Nidhin, October 19, 2007 - 8:30 am UTC

We have a table that have nearly 100K records of which some are duplicate. We dont want to delete these duplicate records. We want to create a constarint which will prevent the insertion of any duplicate records. We are using Oracle 8i database. Please help

t replaced by an inline view (having join of 3 tables)

A Reader, October 29, 2008 - 2:03 pm UTC

Hi Tom,

Needs one clarification! How about table "t" replaced by an inline view (joining 2-3 tables).

Will this query sill hold good. I did some experiments and the Inline-view uses the ROWID for one of the tables.

Delete from t
where rowid in ( select rid
from ( select rowid rid,
row_number() over
( partition by x order by rowid ) rn
from t
)
where rn > 1 )

October 29, 2008 - 4:09 pm UTC

If you mean T all of the way down in the inline view already - sure it could be, but I would code:

Delete from t
  where rowid in ( select rid
                     from ( select rid,
                                   row_number() over 
                                          ( partition by x order by rid ) rn
                              from (select t.rowid RID, t.x
                                      from t, t1, t2
                                     where ..... )
                           )
                    where rn > 1 )

to remove any ambiguity.

As an example

A Reader, October 29, 2008 - 10:29 pm UTC

Delete
from
(
SELECT
a.Empno AS Emp_Id,
a.Ename AS Emp_Name,
b.Dname AS DEpt_Name
FROM
emp a, dept b
WHERE
a.deptno = b.deptno
) t
where rowid in ( select rid
from ( select rowid rid,
row_number() over
( partition by Emp_Name, DEpt_Name order by rowid ) rn
from (
SELECT
a.Empno AS Emp_Id,
a.Ename AS Emp_Name,
b.Dname AS DEpt_Name
FROM
emp a, dept b
WHERE
a.deptno = b.deptno
) t
)
where rn > 1 )
/

I was mentioning t to be an in-line view of EMP and DEPT. What I observed was ROWID of the INline-view (t) is taken as EMP table's ROWID and it is working.

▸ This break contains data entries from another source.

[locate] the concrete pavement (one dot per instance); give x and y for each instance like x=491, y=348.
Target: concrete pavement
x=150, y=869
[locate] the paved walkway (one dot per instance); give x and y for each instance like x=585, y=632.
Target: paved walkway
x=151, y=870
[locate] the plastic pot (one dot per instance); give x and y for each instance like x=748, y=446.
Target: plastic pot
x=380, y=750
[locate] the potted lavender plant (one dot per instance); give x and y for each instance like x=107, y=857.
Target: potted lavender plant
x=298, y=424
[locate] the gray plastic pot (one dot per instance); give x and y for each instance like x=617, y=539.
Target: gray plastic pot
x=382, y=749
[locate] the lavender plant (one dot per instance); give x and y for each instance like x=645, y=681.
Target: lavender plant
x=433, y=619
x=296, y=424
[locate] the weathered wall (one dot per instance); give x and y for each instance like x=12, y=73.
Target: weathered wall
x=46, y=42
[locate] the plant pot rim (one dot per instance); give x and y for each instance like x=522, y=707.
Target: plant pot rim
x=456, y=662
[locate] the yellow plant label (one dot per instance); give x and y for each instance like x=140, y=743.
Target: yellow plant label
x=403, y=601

Why is that "t" 's Rowid becomes EMP'ID. How does Oracle do it.

Thanks

October 30, 2008 - 8:05 am UTC

I would be EXPLICIT - select the rowid (like I said above!) just select out the ROWID you want.

Why rely on something you cannot see? Be explicit.

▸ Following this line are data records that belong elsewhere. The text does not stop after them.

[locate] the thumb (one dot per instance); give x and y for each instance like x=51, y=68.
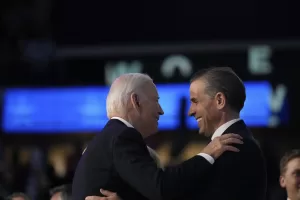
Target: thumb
x=107, y=193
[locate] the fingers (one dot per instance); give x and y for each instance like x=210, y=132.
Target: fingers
x=95, y=198
x=232, y=141
x=107, y=192
x=231, y=148
x=230, y=135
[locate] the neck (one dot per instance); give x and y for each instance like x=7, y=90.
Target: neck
x=293, y=197
x=226, y=117
x=129, y=119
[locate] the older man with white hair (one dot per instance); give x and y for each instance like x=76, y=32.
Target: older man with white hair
x=118, y=160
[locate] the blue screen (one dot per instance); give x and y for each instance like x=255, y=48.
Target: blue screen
x=65, y=110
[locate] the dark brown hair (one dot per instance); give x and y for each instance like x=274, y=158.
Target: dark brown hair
x=290, y=155
x=224, y=80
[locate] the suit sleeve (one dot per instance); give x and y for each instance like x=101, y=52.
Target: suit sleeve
x=232, y=179
x=135, y=166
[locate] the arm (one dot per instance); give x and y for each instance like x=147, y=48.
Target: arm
x=134, y=164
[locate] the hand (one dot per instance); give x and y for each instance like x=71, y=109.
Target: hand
x=109, y=196
x=221, y=144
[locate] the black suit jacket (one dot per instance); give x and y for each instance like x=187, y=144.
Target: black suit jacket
x=236, y=176
x=117, y=159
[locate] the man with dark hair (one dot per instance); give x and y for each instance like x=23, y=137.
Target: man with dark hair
x=118, y=159
x=290, y=174
x=217, y=96
x=63, y=192
x=18, y=196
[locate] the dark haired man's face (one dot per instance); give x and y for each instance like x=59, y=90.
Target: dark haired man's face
x=203, y=108
x=290, y=180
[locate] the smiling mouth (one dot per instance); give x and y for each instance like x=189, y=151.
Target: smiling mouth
x=199, y=119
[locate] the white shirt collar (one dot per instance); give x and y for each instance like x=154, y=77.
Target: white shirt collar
x=153, y=154
x=124, y=121
x=223, y=128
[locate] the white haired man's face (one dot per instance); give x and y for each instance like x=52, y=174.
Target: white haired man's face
x=147, y=109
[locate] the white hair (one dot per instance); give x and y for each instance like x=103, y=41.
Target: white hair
x=121, y=89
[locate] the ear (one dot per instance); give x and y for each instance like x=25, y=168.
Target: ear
x=282, y=181
x=135, y=101
x=220, y=100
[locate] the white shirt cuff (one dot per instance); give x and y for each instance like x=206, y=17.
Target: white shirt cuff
x=210, y=159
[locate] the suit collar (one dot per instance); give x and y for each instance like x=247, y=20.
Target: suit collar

(we do it by identifying the key preserved table, we know your primary and foreign keys - if we didn't we couldn't)

ops$tkyte%ORA10GR2> create table emp as select * from scott.emp;

Table created.

ops$tkyte%ORA10GR2> create table dept as select * from scott.dept;

Table created.

ops$tkyte%ORA10GR2>
ops$tkyte%ORA10GR2> select rowid rid
  2  from (
  3  select empno, ename, dname from emp, dept where emp.deptno = dept.deptno
  4  );
select empno, ename, dname from emp, dept where emp.deptno = dept.deptno
                                *
ERROR at line 3:
ORA-01445: cannot select ROWID from, or sample, a join view without a key-preserved table


ops$tkyte%ORA10GR2>
ops$tkyte%ORA10GR2> alter table emp add constraint emp_pk primary key(empno);

Table altered.

ops$tkyte%ORA10GR2> alter table dept add constraint dept_pk primary key(deptno);

Table altered.

ops$tkyte%ORA10GR2> alter table emp add constraint emp_fk_dept foreign key(deptno) references dept(deptno);

Table altered.

ops$tkyte%ORA10GR2>
ops$tkyte%ORA10GR2> select rowid rid
  2  from (
  3  select empno, ename, dname from emp, dept where emp.deptno = dept.deptno
  4  );

RID
------------------
AAAoQqAAEAAABq8AAA
AAAoQqAAEAAABq8AAB
AAAoQqAAEAAABq8AAC
AAAoQqAAEAAABq8AAD
AAAoQqAAEAAABq8AAE
AAAoQqAAEAAABq8AAF
AAAoQqAAEAAABq8AAG
AAAoQqAAEAAABq8AAH
AAAoQqAAEAAABq8AAI
AAAoQqAAEAAABq8AAJ
AAAoQqAAEAAABq8AAK
AAAoQqAAEAAABq8AAL
AAAoQqAAEAAABq8AAM
AAAoQqAAEAAABq8AAN

14 rows selected.

but if you change one thing about your approach here and into the future and never rely on defaults, never rely on side effect, always be explicit - even if you means you have to type 5,000 more lines of code - or just the word ROWID - you will never be sorry - never.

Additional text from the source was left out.